SG Cottbus, Gerichtsbescheid vom 9. Februar 2017 - S 5 R 558/15

Quelle:

Rechtsprechungsdatenbank Berlin

Entscheidungsgründe:

Die zulässige Berufung der Beklagten ist unbegründet.

Die angegriffene Entscheidung des Sozialgerichts ist nicht zu beanstanden. Denn der Kläger hat Anspruch auf Gewährung von Leistungen zur Teilhabe am Arbeitsleben in Form von Leistungen im Eingangsverfahren in einer anerkannten Werkstatt für behinderte Menschen.

Der Senat folgt hierbei den überzeugenden Ausführungen des Sozialgerichts im angefochtenen Urteil; hierauf nimmt er Bezug und sieht daher von einer weiteren Darlegung der Entscheidungsgründe gemäß § 153 Abs. 2 Sozialgerichtsgesetz (SGG) ab.

Die mit der Berufung vorgebrachten Einwände der Beklagten vermögen eine andere Entscheidung nicht zu rechtfertigen.

Der Anspruch des Klägers ist entgegen der Rechtsansicht der Beklagten nicht an die Erwartung geknüpft, dass spätestens nach der Teilnahme an Maßnahmen im Berufsbildungsbereich wenigstens ein Mindestmaß wirtschaftlich verwertbarer Arbeitsleistungen erbracht werden kann.

Nach § 39 SGB IX zielen die in anerkannten Werkstätten für behinderte Menschen erbrachten Leistungen darauf ab, die Leistungs- oder Erwerbsfähigkeit der behinderten Menschen zu erhalten, zu entwickeln, zu verbessern oder wiederherzustellen, die Persönlichkeit dieser Menschen weiterzuentwickeln und ihre Beschäftigung zu ermöglichen oder zu sichern.
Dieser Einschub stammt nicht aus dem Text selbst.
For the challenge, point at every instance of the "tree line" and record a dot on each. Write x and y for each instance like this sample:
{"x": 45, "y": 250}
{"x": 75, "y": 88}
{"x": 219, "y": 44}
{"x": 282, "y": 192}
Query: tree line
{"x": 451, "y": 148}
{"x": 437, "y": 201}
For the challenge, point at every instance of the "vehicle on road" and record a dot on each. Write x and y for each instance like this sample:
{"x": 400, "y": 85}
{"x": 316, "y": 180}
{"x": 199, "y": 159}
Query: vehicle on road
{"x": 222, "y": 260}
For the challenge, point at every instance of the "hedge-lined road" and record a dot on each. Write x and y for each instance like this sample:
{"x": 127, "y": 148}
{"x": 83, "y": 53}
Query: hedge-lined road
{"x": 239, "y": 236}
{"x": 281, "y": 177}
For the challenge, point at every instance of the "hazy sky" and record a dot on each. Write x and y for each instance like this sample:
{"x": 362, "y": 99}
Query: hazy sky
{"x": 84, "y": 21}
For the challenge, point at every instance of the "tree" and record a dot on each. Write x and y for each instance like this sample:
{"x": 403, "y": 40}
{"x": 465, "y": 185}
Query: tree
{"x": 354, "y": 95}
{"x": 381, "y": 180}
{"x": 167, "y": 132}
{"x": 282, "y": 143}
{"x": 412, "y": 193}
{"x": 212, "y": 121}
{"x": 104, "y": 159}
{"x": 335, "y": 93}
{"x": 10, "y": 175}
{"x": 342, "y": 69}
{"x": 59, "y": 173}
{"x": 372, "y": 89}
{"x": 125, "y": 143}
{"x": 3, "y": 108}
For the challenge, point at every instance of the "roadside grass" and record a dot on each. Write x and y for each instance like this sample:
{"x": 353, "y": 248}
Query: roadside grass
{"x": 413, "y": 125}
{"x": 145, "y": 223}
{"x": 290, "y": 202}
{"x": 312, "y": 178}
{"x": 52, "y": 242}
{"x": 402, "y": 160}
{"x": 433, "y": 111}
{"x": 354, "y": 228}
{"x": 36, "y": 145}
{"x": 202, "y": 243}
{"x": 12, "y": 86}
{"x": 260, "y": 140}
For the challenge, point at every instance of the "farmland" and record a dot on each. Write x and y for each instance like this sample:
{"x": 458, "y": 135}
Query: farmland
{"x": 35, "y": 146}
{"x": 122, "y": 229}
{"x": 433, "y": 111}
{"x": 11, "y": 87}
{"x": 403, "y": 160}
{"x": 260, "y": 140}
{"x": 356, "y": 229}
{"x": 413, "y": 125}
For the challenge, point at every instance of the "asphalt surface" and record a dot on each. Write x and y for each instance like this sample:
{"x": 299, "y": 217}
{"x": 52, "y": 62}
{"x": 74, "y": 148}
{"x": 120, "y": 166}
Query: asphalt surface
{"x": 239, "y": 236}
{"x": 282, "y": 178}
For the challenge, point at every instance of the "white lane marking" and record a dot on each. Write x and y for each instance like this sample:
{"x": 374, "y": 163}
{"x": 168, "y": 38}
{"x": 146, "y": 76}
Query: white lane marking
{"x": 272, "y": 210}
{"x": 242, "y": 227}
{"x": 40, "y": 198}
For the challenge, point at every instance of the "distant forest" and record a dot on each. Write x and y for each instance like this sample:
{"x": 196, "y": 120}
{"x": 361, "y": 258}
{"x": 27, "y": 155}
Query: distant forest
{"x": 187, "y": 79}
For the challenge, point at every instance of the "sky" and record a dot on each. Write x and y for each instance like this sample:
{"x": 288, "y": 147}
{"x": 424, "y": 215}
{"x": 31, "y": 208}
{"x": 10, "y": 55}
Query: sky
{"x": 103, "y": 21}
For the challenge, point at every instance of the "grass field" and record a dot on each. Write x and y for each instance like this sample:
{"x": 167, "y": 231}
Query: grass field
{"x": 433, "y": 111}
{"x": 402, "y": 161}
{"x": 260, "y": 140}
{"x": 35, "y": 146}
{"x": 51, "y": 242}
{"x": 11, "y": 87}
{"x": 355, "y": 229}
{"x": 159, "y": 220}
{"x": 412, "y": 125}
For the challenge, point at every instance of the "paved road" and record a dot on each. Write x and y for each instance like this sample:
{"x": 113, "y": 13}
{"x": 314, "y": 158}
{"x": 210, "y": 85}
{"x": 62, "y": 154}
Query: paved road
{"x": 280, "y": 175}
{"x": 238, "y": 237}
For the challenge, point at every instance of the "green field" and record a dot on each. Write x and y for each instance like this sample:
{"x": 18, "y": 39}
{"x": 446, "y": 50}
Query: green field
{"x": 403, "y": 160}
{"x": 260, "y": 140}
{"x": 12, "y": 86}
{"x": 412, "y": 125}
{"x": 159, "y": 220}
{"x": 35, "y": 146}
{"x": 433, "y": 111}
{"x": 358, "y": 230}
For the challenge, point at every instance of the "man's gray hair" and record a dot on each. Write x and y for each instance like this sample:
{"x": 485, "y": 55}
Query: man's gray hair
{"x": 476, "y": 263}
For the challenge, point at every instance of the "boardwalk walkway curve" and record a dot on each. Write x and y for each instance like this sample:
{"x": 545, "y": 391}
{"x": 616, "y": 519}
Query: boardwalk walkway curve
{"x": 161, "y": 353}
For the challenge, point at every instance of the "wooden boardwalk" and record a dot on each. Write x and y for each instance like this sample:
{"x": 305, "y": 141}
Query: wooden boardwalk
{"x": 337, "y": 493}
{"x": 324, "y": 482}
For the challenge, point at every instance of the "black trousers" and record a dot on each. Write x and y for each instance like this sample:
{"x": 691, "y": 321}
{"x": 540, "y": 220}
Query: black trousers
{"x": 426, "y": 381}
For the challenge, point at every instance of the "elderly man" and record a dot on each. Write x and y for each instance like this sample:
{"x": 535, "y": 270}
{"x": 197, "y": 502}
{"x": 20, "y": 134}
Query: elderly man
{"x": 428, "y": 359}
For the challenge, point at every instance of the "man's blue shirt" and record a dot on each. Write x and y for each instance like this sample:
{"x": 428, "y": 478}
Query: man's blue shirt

Dieser Zweckrichtung entsprechend sieht § 136 Abs. 2 Satz 1 SGB IX vor, dass die Werkstatt allen behinderten Menschen, die wegen Art oder Schwere der Behinderung nicht, noch nicht oder noch nicht wieder auf dem allgemeinen Arbeitsmarkt beschäftigt werden können (§ 136 Abs. 1 Satz 1 vor Nr. 1 SGB IX) unabhängig von Art oder Schwere der Behinderung offen steht, sofern erwartet werden kann, dass sie spätestens nach Teilnahme an Maßnahmen im Berufsbildungsbereich wenigstens ein Mindestmaß wirtschaftlich verwertbarer Arbeitsleistung erbringen werden. In Übereinstimmung mit dieser Forderung knüpft § 40 Abs. 1 Nr. 2 SGB IX die Gewährung von Leistungen im Berufsbildungsbereich an die Erwartung, dass der behinderte Mensch nach Teilnahme an diesen Leistungen in der Lage ist, wenigstens ein Mindestmaß wirtschaftlich verwertbarer Arbeitsleistung im Sinne des § 136 zu erbringen.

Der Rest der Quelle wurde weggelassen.